A number of limitations have to be discussed: first, the small sample size reduces the generalizability of the results. However, as PIFP is a very unusual diagnosis, higher sample sizes are difficult to acquire at a single institution. In fact, many studies of PIFP deal with comparable or smaller sample sizes [46,47,48,49]. Further, the outcomes may only be attributed to the specific therapeutic program at our institution although this is similar to corresponding programs in Germany. In addition, due to the retrospective study design, a selection bias cannot be ruled out. Moreover, no control group including healthy subjects or patients undergoing conventional therapy was conducted. A strength of the study is the thorough patient selection according to IHS criteria. Standardization of the classification of facial pain syndromes has been called for on different occasions [9, 10]. Nonetheless in many institutions, including ours, there is some variability in how PIFP is diagnosed and coded in the clinical routine. Therefore in the present study considerable effort was undertaken to ensure that only patients entirely fulfilling the criteria of PIFP were included. With the new edition of the German pain questionnaire, changes were made in single measures, such as HADS-D and DASS. The comparability of these measures, however, has now been proven [24]. Methodologically, the data acquisition at different time points could be criticized. However, as the interviews took place at least 6 months after therapy, there was at least a sufficient time interval after therapy. Moreover objection could still be raised concerning the duration of follow-up possibly leading to recall bias. However, as MPT strives to obtain a lasting change in patients’ behavior, beneficial therapeutic effects often occur only in the course of time after MPT. Therefore the effect of MPT may be assessed more properly after a longer time span.

It could be objected that the details of individualized therapy in MPT (i.e. of dosage of medication or exact physiotherapeutic or psychological technique in use) are not standardized. This probably holds true for most studies on MPT. MPT however should not only be understood as a completely standardized therapy.
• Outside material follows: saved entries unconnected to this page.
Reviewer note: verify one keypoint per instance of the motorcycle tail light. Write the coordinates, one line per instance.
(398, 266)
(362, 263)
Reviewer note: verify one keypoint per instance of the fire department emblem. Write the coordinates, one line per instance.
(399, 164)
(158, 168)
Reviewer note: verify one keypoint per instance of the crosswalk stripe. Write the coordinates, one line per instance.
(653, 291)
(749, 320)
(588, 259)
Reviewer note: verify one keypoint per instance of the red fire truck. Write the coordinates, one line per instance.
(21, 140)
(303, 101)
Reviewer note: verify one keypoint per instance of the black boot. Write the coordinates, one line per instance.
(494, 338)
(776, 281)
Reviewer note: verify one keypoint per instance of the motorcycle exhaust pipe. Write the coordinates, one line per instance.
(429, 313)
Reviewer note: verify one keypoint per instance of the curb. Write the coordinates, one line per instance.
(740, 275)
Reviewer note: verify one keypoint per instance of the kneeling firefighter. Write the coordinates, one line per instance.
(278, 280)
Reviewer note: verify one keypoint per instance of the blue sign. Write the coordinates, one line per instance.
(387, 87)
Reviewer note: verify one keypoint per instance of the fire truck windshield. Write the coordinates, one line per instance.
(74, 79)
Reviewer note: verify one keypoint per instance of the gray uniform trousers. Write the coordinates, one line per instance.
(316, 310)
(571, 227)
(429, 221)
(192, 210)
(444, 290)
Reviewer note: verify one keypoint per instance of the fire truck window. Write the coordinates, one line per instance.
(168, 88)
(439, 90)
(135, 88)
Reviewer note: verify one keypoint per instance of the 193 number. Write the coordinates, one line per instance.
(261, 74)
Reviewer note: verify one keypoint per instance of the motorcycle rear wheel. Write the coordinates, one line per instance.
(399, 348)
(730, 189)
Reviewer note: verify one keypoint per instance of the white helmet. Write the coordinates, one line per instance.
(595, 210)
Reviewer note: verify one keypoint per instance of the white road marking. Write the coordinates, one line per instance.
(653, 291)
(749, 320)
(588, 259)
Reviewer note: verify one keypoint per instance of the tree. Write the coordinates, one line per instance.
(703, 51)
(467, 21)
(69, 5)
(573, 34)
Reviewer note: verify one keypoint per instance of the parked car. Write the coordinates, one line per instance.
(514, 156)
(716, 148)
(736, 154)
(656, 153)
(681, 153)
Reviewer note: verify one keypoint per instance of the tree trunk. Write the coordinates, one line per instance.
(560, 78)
Rather it could be characterized as an organizational structure allowing pain therapy under consideration of the individual comorbidities [18, 50]. Further, it seems that the interdisciplinary decision-making accounts for much of the therapeutic effect.

A strength of the study is the detailed examination of all patients, comprising the investigation of multiple parameters and the analysis of the effects of MPT on different areas of life.

In summary, the present study shows beneficial outcomes in patients with PIFP following MPT. MPT therefore may also be efficacious in PIFP, corresponding with many other chronic pain syndromes. These findings should be replicated in further studies with numbers of participants. Due to the rarity of the disorder a multicentric controlled study design would be desirable. These studies should also aim to analyze how the individual therapeutic measures, respectively their composition in the context of MPT, can contribute to further increase the efficacy of MPT.